Rupert Friend reprenait souvent le roman de Colette : « Quelle romancière ! Elle sait transmettre tout un univers en une seule phrase. Un détail souligné par elle et on saisit le personnage et la scène ». S’il était intimidé face à Michelle Pfeiffer et Kathy Bates, Rupert Friend n’en a rien montré. « Rupert est très jeune mais aussi très vif », raconte Michelle Pfeiffer. « Il a été un véritable gentleman tout au long du tournage, surtout lors des scènes les plus difficiles, et s’il avait le trac, il l’a très bien caché ».

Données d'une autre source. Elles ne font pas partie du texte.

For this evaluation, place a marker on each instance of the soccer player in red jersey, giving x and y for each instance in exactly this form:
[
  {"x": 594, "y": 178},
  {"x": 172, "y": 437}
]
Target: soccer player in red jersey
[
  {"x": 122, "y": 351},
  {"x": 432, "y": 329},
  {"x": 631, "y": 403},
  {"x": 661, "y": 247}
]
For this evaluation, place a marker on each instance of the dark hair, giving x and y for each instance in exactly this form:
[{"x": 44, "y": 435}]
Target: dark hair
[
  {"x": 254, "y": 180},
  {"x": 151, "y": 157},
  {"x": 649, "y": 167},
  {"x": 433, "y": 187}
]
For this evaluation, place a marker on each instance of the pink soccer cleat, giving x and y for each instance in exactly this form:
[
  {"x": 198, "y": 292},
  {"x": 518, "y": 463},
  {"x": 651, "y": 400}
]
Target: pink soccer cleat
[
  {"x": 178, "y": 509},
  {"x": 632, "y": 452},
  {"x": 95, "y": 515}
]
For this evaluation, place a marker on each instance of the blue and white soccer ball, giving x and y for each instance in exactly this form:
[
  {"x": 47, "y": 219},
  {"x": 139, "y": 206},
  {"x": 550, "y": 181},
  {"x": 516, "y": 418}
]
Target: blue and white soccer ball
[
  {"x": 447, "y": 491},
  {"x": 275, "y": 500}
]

« Travailler avec Stephen Frears est une leçon et un plaisir », confie Rupert Friend. « Comme Colette, il a un esprit incroyable, assez pince-sans-rire. Tous deux recherchent tout le temps l’angle ironique. Colette dépeint un monde caustique où tout le monde s’apprécie énormément mais où l’on aime les joutes d’esprit et où tout peut basculer en un instant. Stephen est comme cela aussi ». Kathy Bates interprète le rôle de la mère de Chéri, la plus vraie que nature Madame Peloux, aigrie par l’âge, mais toujours drôle grâce aux vacheries qu’elle lance.

Les courtisanes :

Surnommées les « grandes horizontales », les courtisanes étaient très en vogue dans le Paris de la fin du XIXe siècle. Célèbres à travers le monde pour leur beauté, leur esprit, leur conversation et leur savoir-faire, ces demi-mondaines étaient au centre de la vie sociale et politique de Paris, divertissant les hommes les plus puissants des arts, de la noblesse et de l’État tout en restant isolées de la société dans leur monde clos.

Elles influaient sur la mode et leur train de vie ostentatoire soulignait l’opulence de leurs amants, très courues qu’elles étaient par les riches aristocrates européens qui se disputaient leurs faveurs. Faveurs qui, bien sûr, n’étaient pas bradées. Les courtisanes les plus renommées amassaient d’énormes fortunes, grâce à de sages investissements et de judicieux achats de propriétés et de biens. Elles ne pouvaient monnayer que leur personnalité et leur beauté et les plus perspicaces d’entre elles savaient que leur prestige ne survivrait pas à leurs charmes.

Parmi les courtisanes les plus en vue de l’époque, il y eut Apollonie Sabatier, qui accueillit dans son salon des intellectuels tels que Baudelaire et Flaubert, Marie Duplessis qui fut immortalisée par Alexandre Dumas fils dans sa pièce La Dame aux camélias, Esther Pauline Lachmann qui fut connue sous le nom de La Païva et épousa le comte Henckel von Donnersmarck, et Cora Pearl, une Anglaise de naissance qui compta parmi ses amants le prince Napoléon, cousin de Napoléon II.